Definition:
The main purpose of XPath is to address parts of an XML document. It also provides basic services for the manipulation of strings, numbers and Booleans. XPath uses compact, non-XML syntax to facilitate the use of XPath within URIs and XML attribute values. XPath operates on the abstract and logical structure of an XML document, rather than its surface syntax.
In addition to its use for addressing, XPath is also designed so that it has a natural subset that can be used to match (test whether or not a node matches a pattern); that is why it is used in Alchemy Catalyst to check for conditions within a document.
XPath grew out of efforts to share a common syntax between XSL (XSLT) and XPointer transformations. It allows the search and retrieval of information within an XML document structure. XPath is not an XML syntax: rather, it uses a syntax that refers to the logical structure of an XML document.
Table of Contents
Why Use XPath
XML is not a magic wand; it does not specify how the data is transmitted over the cable or how the data is stored. XML simply determines the format of the data: what is done with the data depends on the programmer. The real power behind XML isn’t just its ability to represent data: the real power of XML lies in helper technologies that, when combined with XML, provide robust solutions, and XPath is one such ancillary technology.
XPath is used in conjunction with XPointer and XSLT for document search. XPath declarations can also be used individually by using the representation of an XML document in a Document Object Model (DOM). Chapter 6 of XML and ASP.NET,“Exploring the System.Xml Namespace,”delves into XPath in the .NET Framework and discusses how XPath declarations can be issued using the System.Xml.XPath namespace. Chapter 5 of XML and ASP.NET,“MSXML Parser,”also shows how to use the MSXML parser to query using XPath declarations.
Xpath: An Analogy to SQL
Considering the possibility of a relational database: is the real power of a database simply the ability to store the data, index it, and specify the relationships between the data tables? After all, a database is supposed to contain the data, so is the ability to handle the data the real advantage behind a relational database? If so, a simple file would suffice for this. It’s easy to see that the real power of a database is the ability to use Structured Query Language (SQL) statements to retrieve subsets of data. To take this a step further example, the fact that SQL is an ANSI standard makes your knowledge of SQL applicable to different databases running on different platforms.

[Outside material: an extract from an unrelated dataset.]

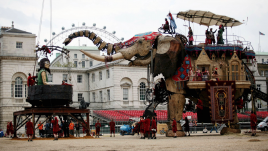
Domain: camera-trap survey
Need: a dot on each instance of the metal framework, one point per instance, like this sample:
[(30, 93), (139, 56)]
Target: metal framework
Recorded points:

Using this same logic, XML would simply be a data storage format without a prescribed form of data retrieval. This is exactly what XPath is: XPath is the XML document query language. XPath is the common name used for the XML Path Language. Using XPath statements can retrieve subsets of complex data from XML documents using syntax that is universal across implementations. The same XPath declarations that work within the System.Xml and System.Xml.XPath namespaces must work exactly the same as the XPath declarations in the MSXML parser, and both must work exactly the same as other parsing programs that implement the W3C XPath recommendation.